W. Ombelet1,2,3
1Department of Obstetrics and Gynaecology, Ziekenhuizen Oost-Limburg, Schiepse Bos, 6, 3600 Genk, Belgium.
2Faculty of Medicine and Life Sciences, Hasselt University, Agoralaan, 3590 Diepenbeek, Belgium.
3President of “The Walking Egg non-profit organization”.
Correspondence at: willem.ombelet@telenet.be

Infertility care is one of the most neglected health care issues in developing countries, affecting more than 200 million couples. The social stigma of childlessness still leads to isolation and abandonment. Bilateral tubal occlusion due to sexually transmitted diseases and pregnancy-related infections is the most common cause of infertility. Consequently most cases of infertility are only treatable by using assisted reproductive technologies (IVF, ICSI) which are either unavailable or too costly.

December 2007 an expert meeting was organized in Arusha, Tanzania by the Walking Egg non-profit organization in cooperation with ESHRE. This meeting was the start of a global project aiming at increasing the diagnostic and therapeutic options for childless couples in resource-poor countries. To optimise infertility care in terms of availability, affordability and effectiveness, our main objectives are (1) the establishment of a low-cost “one-stop clinic” for the diagnosis of infertility, (2) the simplification of IVF procedures and (3) the implementation of “accessible” infertility services, integrated within health care clinics dealing with good quality family planning, health education, maternity- and child care facilities.

We recently developed a simplified IVF laboratory culture system in which excellent culture conditions are reproducibly obtained without the need for medical gases, complex incubation equipment and expensive infrastructure. An embryo implantation rate of 35% was reported which to date has resulted in eighteen healthy babies.

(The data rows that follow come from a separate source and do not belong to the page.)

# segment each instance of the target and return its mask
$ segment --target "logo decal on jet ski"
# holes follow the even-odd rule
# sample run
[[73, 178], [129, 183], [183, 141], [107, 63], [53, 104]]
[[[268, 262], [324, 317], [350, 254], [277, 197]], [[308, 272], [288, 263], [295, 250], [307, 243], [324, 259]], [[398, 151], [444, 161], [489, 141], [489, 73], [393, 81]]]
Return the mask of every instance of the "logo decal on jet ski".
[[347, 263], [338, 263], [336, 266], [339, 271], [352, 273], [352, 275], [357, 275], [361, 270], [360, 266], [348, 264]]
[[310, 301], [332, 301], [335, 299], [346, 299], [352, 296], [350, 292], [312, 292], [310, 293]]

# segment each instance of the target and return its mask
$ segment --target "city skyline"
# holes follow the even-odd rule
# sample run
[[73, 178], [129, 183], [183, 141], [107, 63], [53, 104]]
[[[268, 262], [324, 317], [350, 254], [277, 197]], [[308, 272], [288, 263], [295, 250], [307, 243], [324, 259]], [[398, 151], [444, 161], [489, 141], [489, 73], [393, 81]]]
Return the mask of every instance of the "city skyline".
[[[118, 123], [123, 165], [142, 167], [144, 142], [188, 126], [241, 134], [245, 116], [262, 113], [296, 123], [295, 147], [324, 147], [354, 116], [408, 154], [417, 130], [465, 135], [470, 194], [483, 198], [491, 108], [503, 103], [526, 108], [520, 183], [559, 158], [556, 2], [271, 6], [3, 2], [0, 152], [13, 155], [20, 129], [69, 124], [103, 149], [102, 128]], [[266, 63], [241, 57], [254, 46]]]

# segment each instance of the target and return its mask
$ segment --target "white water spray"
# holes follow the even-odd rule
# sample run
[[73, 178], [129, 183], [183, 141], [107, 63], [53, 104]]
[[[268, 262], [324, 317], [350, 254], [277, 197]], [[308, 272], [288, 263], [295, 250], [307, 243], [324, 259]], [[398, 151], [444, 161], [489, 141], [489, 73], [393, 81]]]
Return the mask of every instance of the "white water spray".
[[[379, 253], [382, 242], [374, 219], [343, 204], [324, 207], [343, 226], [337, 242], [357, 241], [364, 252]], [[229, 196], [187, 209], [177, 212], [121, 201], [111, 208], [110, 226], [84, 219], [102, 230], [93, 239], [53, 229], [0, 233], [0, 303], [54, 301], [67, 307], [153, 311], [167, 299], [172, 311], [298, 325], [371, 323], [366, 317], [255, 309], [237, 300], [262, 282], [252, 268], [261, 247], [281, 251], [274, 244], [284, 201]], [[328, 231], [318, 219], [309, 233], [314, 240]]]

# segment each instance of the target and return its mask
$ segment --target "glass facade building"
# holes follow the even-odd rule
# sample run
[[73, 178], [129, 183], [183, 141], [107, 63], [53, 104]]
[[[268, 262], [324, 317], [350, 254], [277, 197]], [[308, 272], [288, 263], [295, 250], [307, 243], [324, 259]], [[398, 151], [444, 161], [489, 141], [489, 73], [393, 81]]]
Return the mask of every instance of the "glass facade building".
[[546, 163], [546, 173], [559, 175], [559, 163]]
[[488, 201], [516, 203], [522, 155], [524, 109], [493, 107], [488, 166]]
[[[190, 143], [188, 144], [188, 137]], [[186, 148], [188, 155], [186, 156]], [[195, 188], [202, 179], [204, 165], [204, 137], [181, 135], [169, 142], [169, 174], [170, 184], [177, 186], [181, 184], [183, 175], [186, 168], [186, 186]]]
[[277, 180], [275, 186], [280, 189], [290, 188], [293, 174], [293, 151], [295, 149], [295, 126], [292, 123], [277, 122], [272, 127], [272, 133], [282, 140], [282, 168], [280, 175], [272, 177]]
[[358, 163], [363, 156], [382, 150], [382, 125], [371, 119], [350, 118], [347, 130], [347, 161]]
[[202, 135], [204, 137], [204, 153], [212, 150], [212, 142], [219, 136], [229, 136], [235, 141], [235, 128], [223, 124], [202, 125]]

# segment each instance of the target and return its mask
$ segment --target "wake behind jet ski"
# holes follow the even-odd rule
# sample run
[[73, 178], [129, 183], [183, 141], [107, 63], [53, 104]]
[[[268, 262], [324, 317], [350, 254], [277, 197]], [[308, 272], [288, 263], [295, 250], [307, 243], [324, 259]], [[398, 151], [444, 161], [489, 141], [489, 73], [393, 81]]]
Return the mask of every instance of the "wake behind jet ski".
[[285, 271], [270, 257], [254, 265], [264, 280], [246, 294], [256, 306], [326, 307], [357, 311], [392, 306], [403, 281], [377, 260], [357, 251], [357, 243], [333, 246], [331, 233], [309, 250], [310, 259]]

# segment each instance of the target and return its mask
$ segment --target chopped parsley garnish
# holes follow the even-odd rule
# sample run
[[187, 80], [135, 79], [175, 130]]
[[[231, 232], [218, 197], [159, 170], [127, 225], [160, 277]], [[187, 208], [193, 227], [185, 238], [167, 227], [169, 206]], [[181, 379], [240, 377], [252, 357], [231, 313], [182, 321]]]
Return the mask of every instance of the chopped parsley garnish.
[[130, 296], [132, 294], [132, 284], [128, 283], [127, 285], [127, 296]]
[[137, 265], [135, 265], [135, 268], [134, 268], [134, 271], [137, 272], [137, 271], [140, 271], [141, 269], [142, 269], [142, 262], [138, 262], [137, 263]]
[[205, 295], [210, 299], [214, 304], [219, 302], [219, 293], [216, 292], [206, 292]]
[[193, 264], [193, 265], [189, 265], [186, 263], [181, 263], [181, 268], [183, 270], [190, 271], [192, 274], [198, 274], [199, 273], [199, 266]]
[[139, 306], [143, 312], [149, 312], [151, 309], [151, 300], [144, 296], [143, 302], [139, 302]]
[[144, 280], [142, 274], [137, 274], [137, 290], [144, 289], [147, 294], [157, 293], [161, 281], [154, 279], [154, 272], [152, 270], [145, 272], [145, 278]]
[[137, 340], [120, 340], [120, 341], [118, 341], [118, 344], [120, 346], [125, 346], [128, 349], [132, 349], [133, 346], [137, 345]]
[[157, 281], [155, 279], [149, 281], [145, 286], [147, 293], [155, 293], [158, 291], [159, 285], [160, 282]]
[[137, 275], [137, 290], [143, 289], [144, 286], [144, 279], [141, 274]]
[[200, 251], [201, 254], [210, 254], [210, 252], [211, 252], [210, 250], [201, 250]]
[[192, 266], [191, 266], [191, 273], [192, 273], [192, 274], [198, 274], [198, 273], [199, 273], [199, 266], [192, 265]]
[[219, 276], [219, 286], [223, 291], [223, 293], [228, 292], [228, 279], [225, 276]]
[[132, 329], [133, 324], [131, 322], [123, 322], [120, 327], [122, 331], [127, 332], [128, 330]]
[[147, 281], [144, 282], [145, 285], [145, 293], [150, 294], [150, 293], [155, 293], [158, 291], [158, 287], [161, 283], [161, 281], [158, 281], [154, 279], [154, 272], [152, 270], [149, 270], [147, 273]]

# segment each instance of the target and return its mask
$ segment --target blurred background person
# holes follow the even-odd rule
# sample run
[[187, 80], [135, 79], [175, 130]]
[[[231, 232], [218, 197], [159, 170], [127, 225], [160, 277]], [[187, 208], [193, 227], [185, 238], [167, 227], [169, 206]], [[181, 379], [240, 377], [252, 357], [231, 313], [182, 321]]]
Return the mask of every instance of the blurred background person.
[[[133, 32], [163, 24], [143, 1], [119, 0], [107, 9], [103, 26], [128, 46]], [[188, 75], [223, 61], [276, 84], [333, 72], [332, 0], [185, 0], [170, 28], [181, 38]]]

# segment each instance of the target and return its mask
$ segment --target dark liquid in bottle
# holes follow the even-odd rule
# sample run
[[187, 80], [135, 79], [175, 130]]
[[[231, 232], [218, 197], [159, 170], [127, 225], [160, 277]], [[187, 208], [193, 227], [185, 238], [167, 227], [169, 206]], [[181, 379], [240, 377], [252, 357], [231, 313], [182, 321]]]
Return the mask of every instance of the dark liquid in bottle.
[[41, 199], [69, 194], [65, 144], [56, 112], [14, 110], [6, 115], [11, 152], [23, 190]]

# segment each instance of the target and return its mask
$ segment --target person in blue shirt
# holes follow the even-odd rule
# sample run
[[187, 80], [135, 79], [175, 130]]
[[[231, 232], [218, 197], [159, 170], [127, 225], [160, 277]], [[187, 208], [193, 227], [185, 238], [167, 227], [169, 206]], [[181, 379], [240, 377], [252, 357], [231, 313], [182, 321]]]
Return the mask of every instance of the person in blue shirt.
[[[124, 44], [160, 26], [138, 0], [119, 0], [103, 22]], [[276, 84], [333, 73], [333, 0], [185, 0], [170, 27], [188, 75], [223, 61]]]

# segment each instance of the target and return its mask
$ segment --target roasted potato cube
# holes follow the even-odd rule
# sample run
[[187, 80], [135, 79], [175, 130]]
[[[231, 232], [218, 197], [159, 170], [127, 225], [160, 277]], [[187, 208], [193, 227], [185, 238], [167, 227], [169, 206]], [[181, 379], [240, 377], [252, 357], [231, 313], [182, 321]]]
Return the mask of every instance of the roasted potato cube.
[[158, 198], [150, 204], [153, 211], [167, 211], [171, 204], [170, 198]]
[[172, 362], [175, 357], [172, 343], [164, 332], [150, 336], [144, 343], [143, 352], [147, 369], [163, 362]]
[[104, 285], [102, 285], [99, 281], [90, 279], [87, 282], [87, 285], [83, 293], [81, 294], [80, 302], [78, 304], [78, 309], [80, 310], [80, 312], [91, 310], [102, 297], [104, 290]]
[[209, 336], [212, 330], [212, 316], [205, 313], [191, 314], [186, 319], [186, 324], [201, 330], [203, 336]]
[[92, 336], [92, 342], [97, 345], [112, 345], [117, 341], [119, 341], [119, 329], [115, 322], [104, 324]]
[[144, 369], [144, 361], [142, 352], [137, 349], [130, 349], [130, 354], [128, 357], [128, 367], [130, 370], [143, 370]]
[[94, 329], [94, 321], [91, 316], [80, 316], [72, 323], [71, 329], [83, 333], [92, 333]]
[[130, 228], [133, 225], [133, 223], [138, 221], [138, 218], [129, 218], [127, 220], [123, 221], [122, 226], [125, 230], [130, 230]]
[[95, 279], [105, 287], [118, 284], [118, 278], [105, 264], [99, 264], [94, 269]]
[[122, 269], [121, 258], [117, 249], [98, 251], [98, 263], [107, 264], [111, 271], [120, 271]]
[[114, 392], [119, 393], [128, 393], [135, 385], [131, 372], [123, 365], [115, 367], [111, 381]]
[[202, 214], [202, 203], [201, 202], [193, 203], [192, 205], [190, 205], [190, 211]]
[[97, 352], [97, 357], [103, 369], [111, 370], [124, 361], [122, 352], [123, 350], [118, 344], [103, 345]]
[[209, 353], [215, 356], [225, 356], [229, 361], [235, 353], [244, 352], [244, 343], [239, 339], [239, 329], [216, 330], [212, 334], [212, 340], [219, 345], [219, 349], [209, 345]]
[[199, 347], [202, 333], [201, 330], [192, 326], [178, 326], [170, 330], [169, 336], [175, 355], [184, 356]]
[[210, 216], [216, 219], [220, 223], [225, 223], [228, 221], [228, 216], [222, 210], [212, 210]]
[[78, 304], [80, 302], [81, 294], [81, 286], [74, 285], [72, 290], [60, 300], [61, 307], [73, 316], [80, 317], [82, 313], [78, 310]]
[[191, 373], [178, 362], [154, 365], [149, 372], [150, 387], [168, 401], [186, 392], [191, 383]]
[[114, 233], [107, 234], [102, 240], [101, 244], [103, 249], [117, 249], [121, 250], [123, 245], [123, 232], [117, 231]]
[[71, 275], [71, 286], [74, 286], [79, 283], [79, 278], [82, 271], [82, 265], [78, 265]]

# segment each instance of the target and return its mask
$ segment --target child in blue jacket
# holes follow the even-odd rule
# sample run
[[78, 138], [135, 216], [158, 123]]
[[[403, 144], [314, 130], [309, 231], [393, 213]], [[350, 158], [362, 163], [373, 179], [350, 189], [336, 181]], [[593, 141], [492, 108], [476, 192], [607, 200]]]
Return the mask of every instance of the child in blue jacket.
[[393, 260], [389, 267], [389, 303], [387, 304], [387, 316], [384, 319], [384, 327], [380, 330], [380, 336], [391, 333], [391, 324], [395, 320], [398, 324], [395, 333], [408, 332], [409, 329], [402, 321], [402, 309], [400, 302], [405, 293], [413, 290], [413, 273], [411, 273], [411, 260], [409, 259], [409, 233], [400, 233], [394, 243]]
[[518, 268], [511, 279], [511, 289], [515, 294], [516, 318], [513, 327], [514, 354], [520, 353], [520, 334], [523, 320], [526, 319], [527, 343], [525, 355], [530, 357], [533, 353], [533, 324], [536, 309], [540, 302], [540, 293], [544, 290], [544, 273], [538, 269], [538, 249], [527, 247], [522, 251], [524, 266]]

Time has come to start with accessible and affordable infertility centres worldwide. Lowering the cost of the diagnostic phase, using mild and less expensive ovarian stimulation protocols in combination with the simplified IVF procedure will make it possible to reduce the costs for IVF by almost 80%.

But it remains important to go on with clinical research on different aspects of the low-cost IVF strategy: which ovarian stimulation protocol(s) are to be used, how many motile spermatozoa do we need to be successful with this method, prevalence studies on infertility in developing countries, socio-cultural follow-up of the different projects etc.

Therefore we decided to organize a meeting in South-Africa, bringing together the main actors in this project and representatives of the interested centres and patient groups in Africa.

The final objective of the Walking Egg Project is the implementation of infertility services in many developing countries preferably integrated in existing family planning and mother care services. We hope that this meeting will encourage people to go on with this very controversial but much needed project.